Michael Fimin, CEO, Netwrix
The critical path for security breaches in healthcare often lies through users’ access rights. The growing number of security incidents happened because of privilege misuse is a disturbing trend today that also shows that companies are facing the difficulty to detect the source of data leak, which often takes from days to weeks to be done. For that reason, monitoring users’ access to sensitive data on a regular basis and protecting systems against insider misuse is a must for healthcare providers and is a part of HIPAA compliance regulations. Having your IT system audited helps you easily track who changed what, when and where, and keep an eye on any malicious change made to access rights, therefore enforcing the protection of personal health information stored in the system.

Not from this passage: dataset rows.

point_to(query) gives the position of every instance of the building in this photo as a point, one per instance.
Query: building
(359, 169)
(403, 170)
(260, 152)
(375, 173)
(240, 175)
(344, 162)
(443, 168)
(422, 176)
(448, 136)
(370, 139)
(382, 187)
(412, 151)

Change auditing solutions allow arranging changes made to user content and permissions into human-readable reports, so you can assure that your data is under permanent control, which is a key point for staying HIPAA compliant.
Joel French, CEO, SCI Solutions
One of the most significant pain points in health IT currently is the widespread belief among healthcare executives that EHRs alone are a comprehensive IT strategy. EHRs are not a strategy. While regulatory mandates and incentives have contributed to growing EHR adoption, the industry’s expectations of EHRs exceed what they were actually designed to do; today, health system survival requires patient, payer and provider coordination beyond the four walls of a hospital, and EHRs, by design, were not built for this. They do very little to help health systems connect with their community partners to direct patients and revenue back into the health system, and with inpatient revenues dramatically decreasing, healthcare executives need a business strategy, supported by IT, to fuel outpatient growth. Profitable health systems will be those that leverage more agile, cost-effective solutions — ones that live outside of EHRs — that will directly uncover new revenue streams.